Typz created this revision.Jun 15 2017, 7:15 AM
Typz added a comment.EditedJun 15 2017, 7:30 AM

This patch is probably not complete, though it works fine in all situations I could think of: nested initializers, "short" statement (properly merged), column layout is still performed when needed...

static int types[] = {
    SourcePrivate::registerTypes(),
    registerEnum<MediaItemType>(),
    registerEnum<MediaItemFlag>(),
};
static int types[] = {registerTypes(),
                      registerEnum<MediaItemType>(),
                      registerEnum<MediaItemFlag>()};
static int types[]{
    SourcePrivate::registerTypes(),
    registerEnum<MediaItemType>(),
    registerEnum<MediaItemFlag>(),
};
static int types[]{SourcePrivate::registerTypes(),
                   registerEnum<MediaItemType>(),
                   registerEnum<MediaItemFlag>()};
static int types[]{0, 1, 2};
static int types[] = {0, 1, 2};
static int types[] = {aaaaaaaaaaa,  bbbbbbbbbb,   cccccccccccc,
                      dddddddddddd, eeeeeeeeeee,  fffffffffff,
                      gggggggggg,   hhhhhhhhhhhh, iiiiiiiiii};
static int types[] = {
    aaaaaaaaaaa, bbbbbbbbbb, cccccccccccc, dddddddddddd, eeeeeeeeeee,
    fffffffffff, gggggggggg, hhhhhhhhhhhh, iiiiiiiiii,
};
std::map<int, std::string> x = {
    {0, "foo fjakfjaklf kljj"},
    {1, "bar fjakfjaklf kljj"},
    {2, "stuff fjakfjaklf kljj"},
};

I have seen 2 problems so far, but they do not seem to be related:

  • indent is performed using continuationIndentWidth, while I think IndentWidth may be more appropriate
  • When force-wrapping due to comma, all the content may be merged afterwards, leading to some strange layout. In this case, I think it should either not merge the content at all, or merge the braces as well:
static int types[] = {
    0, 1, 2
};

But I would need some feedback:

  • Would this be an interesting improvement?
  • Should this come with an option, or should this be the new behavior?
  • Any case in particular you think will break?
  • Technically, is this the right approach, or should I introduce a new TokenType and try to determine it in TokenAnnotator? This may help factorize some code from TokenAnnotator (which adds the forced line breaks) and ContinuationIndenter (which prevents BinPacking) and possibly UnwrappedLineFormatter (to fix the issue where the items get merged but not the braces)
  • Should I also update TokenAnalyser to force wrap around the braces after assignment, like what happens when there is a comma at the end?
lib/Format/ContinuationIndenter.cpp
1007 ↗(On Diff #102670)

I don't really understand what this "TT_ArrayInitializerLSquare" case is...

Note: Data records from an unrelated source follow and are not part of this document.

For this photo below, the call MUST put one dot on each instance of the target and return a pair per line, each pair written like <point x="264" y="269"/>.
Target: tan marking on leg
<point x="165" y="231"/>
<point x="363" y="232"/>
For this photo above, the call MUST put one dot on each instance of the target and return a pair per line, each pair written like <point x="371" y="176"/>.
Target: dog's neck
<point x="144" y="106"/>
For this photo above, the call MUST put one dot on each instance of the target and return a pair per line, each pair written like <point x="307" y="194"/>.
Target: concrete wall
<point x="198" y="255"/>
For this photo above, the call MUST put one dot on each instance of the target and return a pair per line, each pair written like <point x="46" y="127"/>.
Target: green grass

Typz edited the summary of this revision. (Show Details)Jun 15 2017, 7:31 AM

Some people write

auto x = std::map<int, std::string>{
    { 0, "foo fjakfjaklf kljj" },
    { 1, "bar fjakfjaklf kljj" },
    { 2, "stuff fjakfjaklf kljj" },
};
Typz added a comment.Jun 15 2017, 7:44 AM

Some people write

auto x = std::map<int, std::string>{
    { 0, "foo fjakfjaklf kljj" },
    { 1, "bar fjakfjaklf kljj" },
    { 2, "stuff fjakfjaklf kljj" },
};

This case (and other way std::map<> x =) actually already worked, as long it ends with a comma: I suppose the braces at the beginning of each item already caused a line-break.

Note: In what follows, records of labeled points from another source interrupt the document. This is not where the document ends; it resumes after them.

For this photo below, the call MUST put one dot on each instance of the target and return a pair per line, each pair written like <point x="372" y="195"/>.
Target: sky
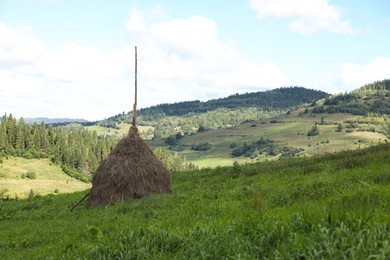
<point x="75" y="59"/>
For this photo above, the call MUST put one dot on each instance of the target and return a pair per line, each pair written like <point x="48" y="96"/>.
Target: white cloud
<point x="182" y="59"/>
<point x="19" y="46"/>
<point x="356" y="75"/>
<point x="185" y="59"/>
<point x="308" y="16"/>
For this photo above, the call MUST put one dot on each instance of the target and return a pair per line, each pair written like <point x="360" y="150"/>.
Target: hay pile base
<point x="130" y="171"/>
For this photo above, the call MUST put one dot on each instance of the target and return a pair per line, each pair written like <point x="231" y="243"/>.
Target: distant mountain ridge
<point x="270" y="100"/>
<point x="371" y="98"/>
<point x="46" y="120"/>
<point x="281" y="98"/>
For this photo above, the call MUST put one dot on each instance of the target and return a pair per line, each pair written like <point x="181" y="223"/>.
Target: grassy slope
<point x="48" y="178"/>
<point x="333" y="206"/>
<point x="291" y="131"/>
<point x="116" y="133"/>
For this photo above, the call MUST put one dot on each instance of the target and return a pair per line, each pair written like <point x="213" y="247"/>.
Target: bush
<point x="313" y="131"/>
<point x="30" y="175"/>
<point x="201" y="147"/>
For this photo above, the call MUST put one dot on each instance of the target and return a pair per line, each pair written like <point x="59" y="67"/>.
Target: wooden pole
<point x="135" y="94"/>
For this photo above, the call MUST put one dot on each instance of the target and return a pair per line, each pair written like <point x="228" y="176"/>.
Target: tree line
<point x="371" y="98"/>
<point x="78" y="152"/>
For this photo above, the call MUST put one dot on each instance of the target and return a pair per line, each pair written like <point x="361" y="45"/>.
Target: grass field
<point x="117" y="133"/>
<point x="290" y="130"/>
<point x="335" y="206"/>
<point x="47" y="178"/>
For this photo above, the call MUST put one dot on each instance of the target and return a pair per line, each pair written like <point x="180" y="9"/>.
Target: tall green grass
<point x="334" y="206"/>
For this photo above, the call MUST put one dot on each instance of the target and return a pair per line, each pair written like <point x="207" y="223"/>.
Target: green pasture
<point x="333" y="206"/>
<point x="116" y="133"/>
<point x="290" y="130"/>
<point x="46" y="178"/>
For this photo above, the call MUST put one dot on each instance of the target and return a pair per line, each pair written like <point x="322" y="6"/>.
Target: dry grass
<point x="130" y="171"/>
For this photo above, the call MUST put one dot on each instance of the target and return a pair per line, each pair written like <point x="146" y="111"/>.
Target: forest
<point x="78" y="151"/>
<point x="188" y="117"/>
<point x="271" y="100"/>
<point x="371" y="98"/>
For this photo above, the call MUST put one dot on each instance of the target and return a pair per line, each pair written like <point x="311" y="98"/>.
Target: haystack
<point x="130" y="171"/>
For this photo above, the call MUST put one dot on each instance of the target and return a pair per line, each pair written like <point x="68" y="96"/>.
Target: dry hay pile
<point x="130" y="171"/>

djasper edited edge metadata.Jun 15 2017, 8:12 AM

I am fine not bin-packing when the last element has a trailing comma. But lets not special case assignments.

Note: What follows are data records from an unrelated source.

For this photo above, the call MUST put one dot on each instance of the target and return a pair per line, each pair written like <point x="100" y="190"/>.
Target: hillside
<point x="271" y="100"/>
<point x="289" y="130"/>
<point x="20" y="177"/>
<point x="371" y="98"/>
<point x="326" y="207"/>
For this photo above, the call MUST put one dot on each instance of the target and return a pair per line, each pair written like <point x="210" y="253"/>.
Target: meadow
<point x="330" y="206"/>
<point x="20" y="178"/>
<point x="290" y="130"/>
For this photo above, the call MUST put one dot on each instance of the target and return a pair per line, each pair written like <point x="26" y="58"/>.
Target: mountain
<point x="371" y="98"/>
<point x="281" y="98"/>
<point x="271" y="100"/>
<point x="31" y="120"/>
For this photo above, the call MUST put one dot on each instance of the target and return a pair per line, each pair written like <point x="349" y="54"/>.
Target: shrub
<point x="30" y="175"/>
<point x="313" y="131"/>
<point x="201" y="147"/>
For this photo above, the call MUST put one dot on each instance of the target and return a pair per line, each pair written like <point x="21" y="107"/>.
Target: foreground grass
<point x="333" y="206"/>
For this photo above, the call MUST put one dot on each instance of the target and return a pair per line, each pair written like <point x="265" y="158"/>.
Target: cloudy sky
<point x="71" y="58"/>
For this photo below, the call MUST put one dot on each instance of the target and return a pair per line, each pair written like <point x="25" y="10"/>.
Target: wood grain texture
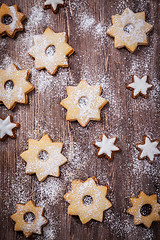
<point x="96" y="60"/>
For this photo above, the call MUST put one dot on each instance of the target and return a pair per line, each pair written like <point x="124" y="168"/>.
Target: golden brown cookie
<point x="10" y="20"/>
<point x="83" y="103"/>
<point x="29" y="227"/>
<point x="87" y="200"/>
<point x="138" y="204"/>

Typz updated this revision to Diff 102672.Jun 15 2017, 8:13 AM

fix unit tests

Typz updated this revision to Diff 102808.Jun 16 2017, 5:26 AM
Typz marked an inline comment as done.

remove special case after assignment

Typz updated this revision to Diff 102809.Jun 16 2017, 5:27 AM

fix indent

Typz updated this revision to Diff 103056.EditedJun 19 2017, 8:51 AM

Fix case where the content fits on a line, by wrapping after each comma, like this:

static int types[] = {
        0,
        1,
        2,
};
Typz updated this revision to Diff 103057.Jun 19 2017, 9:04 AM

Fix indentation

djasper accepted this revision.Jun 25 2017, 11:09 PM

Looks good. Thank you!

This revision is now accepted and ready to land.Jun 25 2017, 11:09 PM
This revision was automatically updated to reflect the committed changes.